Massachusetts High Court Clarifies that Sick Leave is not Wages

Though most employment lawyers never thought of accrued sick leave benefits as a wage, it took only one, armed with a big enough sick leave balance, to test the question in Massachusetts’ highest legal venue. To the surprise of few, the law left the Massachusetts Supreme Judicial Court in the same form lawyers and lower court judges have long interpreted it. While accrued sick leave remains a benefit that employers now need to provide under Massachusetts law, it is not a wage that must be paid to departing employees who have accrued it on the company’s books.

The case’s high stakes lend a clue as to why it went as far as it did. At issue was $46,755 in accrued sick leave under a plan at the Massachusetts Port Authority. Though the benefits were ultimately paid to the employee, the check was cut about a year after he retired due to an arbitration proceeding that ultimately went his way. Under the Massachusetts Wage Act, wages due to employees must be paid promptly at departure from employment. The Plaintiff pressed a theory that this provision of the law was broken by the late payment and that he was consequently entitled to three times the amount of  accrued sick pay owed, plus reimbursement for all legal fees he incurred to collect his pay.

The SJC would have none of it, however. It cited to the Act’s definition of the term “wages,” which includes holiday pay, vacation pay and earned commissions but does not mention sick leave benefits. The court then contrasted the purposes of sick and vacation leave policies, noting that only the latter could be used for any purpose. Sick leave generally is not wages as a result, the court concluded, and could not be considered a wage under Massport’s specific policy of paying out accrued, unused sick leave under some circumstances. Those conditions made sick time at Massport a “contingent bonus,” such that it like other bonuses is not a wage covered by the Wage Act.

The case is Mui v. Massachusetts Port Authority, decided January 29, 2018.

Hiking of Minimum Wage to $15/Hour Makes its Way toward the Ballot Box for November 2018

Dissatisfied with the recent increase of the Massachusetts minimum wage to $11/hour and its failed efforts to get the state legislature to move the hourly rate to $15, a coalition of community, religious and labor groups has submitted the issue for referendum vote. Assuming the question moves through the process to the November 2018 ballot, Massachusetts voters will decide whether to increase the hourly rate to $15, a move that surely won’t go over well with some business people.

Proponents of the hourly wage increase are unmoved. They believe $15/hour is necessary to allow low paid workers to afford basic necessities such as groceries, housing and heating. As it is, they say, full-time workers earning the current minimum of $11/hour make only about $22,000 per year. About a million Massachusetts workers will benefit if the rate increase is approved, they contend, and most are above the age of 20. They include nursing assistants, childcare providers, and teachers’ aides, the group says. Anticipating objections to the wage hike, the coalition points out that, despite the increase in the minimum wage from $8 to $11 in recent years, the Massachusetts economy continues to grow strongly.

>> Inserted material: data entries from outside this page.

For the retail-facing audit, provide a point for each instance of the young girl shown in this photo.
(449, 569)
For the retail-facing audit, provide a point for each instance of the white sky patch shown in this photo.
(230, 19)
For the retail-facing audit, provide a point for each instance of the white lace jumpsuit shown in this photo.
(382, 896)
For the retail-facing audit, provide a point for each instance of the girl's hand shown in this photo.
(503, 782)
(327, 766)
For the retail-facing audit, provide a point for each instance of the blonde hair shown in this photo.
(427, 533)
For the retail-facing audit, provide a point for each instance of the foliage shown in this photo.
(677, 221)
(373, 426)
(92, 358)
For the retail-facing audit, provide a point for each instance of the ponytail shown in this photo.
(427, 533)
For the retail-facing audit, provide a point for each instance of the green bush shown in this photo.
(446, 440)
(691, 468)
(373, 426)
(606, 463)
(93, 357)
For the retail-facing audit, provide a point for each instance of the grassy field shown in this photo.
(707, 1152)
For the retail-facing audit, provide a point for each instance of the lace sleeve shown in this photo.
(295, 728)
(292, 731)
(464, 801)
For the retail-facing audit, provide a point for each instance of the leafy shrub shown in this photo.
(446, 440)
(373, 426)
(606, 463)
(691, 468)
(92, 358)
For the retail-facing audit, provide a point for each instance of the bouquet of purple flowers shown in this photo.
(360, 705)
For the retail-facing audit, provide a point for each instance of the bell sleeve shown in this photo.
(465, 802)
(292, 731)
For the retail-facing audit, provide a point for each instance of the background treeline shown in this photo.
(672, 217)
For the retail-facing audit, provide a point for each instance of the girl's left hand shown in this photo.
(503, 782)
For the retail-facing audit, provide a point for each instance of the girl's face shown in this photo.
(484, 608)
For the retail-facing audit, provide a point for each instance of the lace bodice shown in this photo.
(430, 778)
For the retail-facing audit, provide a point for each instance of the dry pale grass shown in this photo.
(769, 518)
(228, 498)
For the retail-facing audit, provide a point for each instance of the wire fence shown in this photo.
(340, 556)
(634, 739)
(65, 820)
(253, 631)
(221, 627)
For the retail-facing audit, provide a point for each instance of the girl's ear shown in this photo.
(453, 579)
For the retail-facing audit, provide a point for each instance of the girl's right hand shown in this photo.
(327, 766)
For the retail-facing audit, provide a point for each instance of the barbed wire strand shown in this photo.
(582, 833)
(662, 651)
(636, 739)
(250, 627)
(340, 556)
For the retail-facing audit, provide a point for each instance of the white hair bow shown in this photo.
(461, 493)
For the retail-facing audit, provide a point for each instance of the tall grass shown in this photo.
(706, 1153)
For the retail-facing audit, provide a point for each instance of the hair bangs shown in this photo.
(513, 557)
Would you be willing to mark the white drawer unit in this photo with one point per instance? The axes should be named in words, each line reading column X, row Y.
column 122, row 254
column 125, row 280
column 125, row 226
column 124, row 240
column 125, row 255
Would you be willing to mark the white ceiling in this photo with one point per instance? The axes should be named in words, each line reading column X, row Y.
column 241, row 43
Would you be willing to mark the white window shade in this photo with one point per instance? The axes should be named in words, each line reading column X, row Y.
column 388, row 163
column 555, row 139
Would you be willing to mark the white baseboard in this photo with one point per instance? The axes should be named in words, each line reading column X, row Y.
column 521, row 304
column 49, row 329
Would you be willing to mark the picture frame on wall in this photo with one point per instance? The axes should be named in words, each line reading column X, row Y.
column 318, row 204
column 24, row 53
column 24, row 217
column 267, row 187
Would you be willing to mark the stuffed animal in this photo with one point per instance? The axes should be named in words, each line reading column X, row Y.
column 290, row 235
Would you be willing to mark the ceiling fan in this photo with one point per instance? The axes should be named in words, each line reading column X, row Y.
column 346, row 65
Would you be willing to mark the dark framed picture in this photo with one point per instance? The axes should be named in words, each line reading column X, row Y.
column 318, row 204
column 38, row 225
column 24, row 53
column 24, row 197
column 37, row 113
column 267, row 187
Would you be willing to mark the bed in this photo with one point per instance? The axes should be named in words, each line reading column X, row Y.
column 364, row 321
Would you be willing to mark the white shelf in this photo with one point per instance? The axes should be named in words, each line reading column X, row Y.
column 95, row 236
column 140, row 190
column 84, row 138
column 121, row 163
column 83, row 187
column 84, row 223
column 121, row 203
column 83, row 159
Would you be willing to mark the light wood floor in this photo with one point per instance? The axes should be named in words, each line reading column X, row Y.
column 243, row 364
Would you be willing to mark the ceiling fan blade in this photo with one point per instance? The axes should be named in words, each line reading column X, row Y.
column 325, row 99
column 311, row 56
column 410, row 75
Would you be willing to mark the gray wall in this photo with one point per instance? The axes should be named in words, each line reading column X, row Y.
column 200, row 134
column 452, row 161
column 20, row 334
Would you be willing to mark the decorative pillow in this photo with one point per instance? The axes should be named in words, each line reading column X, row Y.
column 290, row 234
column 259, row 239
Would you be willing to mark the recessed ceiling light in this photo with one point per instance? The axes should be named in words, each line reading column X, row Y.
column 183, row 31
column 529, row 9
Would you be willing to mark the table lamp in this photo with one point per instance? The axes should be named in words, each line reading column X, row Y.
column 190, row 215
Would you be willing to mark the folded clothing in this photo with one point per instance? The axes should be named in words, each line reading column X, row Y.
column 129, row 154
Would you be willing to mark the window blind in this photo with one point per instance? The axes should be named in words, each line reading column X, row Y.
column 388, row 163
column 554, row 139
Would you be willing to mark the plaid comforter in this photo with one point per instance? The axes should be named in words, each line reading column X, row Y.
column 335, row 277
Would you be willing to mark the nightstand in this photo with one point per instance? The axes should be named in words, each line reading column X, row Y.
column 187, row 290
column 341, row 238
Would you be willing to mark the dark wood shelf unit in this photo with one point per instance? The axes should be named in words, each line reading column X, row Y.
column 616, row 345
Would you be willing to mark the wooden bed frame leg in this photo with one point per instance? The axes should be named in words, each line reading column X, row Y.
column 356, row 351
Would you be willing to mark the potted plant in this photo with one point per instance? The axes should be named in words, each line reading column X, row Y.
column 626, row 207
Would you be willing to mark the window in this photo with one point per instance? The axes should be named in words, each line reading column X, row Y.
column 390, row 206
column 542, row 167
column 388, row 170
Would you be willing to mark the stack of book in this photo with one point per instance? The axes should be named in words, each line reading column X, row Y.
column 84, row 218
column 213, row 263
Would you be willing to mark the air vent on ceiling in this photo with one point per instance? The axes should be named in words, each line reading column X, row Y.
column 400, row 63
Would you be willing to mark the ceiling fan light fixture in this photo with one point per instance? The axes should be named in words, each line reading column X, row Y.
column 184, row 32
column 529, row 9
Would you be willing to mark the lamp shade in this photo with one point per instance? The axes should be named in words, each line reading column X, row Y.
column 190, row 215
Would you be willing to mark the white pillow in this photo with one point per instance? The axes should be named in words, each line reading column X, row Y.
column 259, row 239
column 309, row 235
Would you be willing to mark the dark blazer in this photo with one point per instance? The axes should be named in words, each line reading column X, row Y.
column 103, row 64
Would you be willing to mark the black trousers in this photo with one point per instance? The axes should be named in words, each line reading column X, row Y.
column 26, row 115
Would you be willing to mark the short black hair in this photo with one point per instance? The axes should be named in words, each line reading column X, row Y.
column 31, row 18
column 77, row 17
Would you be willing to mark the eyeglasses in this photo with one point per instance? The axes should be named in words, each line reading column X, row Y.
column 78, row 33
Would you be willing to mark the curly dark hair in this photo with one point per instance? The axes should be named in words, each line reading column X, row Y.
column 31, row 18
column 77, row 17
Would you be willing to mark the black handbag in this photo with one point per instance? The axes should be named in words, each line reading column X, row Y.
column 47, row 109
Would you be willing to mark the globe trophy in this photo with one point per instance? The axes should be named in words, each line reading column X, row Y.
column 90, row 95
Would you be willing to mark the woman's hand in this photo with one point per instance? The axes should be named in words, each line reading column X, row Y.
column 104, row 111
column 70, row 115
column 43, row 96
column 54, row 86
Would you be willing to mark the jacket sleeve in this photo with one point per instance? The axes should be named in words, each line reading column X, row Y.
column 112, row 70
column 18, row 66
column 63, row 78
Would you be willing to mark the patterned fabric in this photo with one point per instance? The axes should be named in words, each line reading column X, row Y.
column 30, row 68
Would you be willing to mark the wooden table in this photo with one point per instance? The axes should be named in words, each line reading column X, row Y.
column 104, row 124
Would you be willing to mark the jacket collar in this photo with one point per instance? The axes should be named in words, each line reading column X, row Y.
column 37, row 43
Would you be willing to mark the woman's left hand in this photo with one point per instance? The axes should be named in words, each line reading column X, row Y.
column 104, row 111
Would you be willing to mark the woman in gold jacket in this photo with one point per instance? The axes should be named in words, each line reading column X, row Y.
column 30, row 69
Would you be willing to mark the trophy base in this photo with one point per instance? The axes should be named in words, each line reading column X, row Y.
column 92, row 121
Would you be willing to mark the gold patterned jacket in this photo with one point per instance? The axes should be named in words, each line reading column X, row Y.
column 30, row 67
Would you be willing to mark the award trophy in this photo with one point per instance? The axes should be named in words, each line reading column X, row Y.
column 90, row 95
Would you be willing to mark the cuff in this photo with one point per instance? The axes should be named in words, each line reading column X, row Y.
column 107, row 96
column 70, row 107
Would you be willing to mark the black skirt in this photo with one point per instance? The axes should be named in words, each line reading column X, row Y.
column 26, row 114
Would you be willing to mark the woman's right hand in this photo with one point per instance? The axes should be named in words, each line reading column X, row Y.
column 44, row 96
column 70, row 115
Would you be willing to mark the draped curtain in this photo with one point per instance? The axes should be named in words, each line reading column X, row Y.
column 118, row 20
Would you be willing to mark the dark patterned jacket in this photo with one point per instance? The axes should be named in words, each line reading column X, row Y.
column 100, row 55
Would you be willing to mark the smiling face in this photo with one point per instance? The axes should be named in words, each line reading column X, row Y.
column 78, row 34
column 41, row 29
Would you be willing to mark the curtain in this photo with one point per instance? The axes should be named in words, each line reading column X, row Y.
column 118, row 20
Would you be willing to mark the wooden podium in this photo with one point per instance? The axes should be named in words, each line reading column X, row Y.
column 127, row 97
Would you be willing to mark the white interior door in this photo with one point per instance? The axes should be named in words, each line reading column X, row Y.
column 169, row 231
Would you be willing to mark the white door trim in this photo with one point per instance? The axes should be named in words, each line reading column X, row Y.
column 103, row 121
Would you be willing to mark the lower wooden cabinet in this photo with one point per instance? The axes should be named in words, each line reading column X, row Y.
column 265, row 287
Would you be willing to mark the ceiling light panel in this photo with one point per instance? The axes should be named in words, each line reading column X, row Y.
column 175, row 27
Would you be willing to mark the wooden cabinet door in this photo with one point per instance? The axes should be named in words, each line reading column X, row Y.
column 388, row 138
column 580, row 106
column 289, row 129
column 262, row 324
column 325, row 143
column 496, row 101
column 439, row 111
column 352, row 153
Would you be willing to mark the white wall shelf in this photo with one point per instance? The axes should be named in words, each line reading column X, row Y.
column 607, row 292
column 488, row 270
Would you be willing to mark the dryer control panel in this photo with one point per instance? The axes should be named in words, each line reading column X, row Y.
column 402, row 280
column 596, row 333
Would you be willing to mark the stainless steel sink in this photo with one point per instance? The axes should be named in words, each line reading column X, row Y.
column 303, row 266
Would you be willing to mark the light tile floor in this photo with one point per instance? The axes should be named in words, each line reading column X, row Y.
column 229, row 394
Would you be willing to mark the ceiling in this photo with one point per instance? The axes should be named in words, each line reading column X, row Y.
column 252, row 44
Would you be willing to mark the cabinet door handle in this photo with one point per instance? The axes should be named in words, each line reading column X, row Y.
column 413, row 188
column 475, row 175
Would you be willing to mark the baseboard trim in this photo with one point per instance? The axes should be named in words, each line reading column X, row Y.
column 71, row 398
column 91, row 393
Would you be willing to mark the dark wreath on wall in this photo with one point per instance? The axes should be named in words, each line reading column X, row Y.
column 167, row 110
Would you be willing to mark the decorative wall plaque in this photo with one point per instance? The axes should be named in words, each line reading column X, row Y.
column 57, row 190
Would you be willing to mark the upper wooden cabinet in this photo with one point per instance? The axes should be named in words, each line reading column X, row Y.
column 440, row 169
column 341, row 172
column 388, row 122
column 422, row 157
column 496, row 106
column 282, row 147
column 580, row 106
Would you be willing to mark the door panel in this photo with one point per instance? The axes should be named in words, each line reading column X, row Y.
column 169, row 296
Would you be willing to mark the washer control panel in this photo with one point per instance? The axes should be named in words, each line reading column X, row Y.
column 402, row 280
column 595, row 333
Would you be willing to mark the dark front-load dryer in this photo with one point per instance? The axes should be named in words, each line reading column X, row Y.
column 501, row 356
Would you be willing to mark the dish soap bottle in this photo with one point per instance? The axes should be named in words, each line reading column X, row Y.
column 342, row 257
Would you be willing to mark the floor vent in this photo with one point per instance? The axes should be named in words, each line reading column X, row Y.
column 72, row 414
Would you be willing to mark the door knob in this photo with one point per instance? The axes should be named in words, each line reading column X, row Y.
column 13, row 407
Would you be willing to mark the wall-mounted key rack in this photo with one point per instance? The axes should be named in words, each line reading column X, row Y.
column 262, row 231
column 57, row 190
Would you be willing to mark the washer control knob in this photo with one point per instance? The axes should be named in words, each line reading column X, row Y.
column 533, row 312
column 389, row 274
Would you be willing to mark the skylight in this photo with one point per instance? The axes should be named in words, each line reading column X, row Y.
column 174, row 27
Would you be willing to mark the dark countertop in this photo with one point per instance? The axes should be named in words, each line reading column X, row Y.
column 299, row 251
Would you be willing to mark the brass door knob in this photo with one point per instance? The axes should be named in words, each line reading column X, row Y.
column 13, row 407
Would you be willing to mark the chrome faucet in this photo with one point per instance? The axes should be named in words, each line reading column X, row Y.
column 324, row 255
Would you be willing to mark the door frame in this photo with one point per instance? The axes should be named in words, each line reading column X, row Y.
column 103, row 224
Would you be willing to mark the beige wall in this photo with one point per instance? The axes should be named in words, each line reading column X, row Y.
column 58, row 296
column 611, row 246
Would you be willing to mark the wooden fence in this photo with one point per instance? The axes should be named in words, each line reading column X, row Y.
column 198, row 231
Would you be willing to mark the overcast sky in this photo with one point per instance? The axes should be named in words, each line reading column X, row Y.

If approved at the ballot box, the minimum wage will increase by $1/hour each year for four years, beginning in 2019. The measure will also increase the minimum tip wage from $3.75 to $9/hour during the same 4-year period. Under Massachusetts law, tipped employees may be paid less than minimum if their hourly rate plus the tips they receive are equal to or exceed the minimum hourly wage. On December 21, 2017, the Massachusetts secretary of state confirmed that enough signatures were submitted to support the ballot measure. The proposed wage increase now moves to the state legislature, which will have the option to approve it prior to any voting by the public. If that does not occur by May 2, 2018 or if the governor fails to sign a passed measure into law, proponents of the minimum wage increase will need to obtain another roughly 11,000 signatures from Massachusetts voters by July 4 to place the question on the 2018 ballot.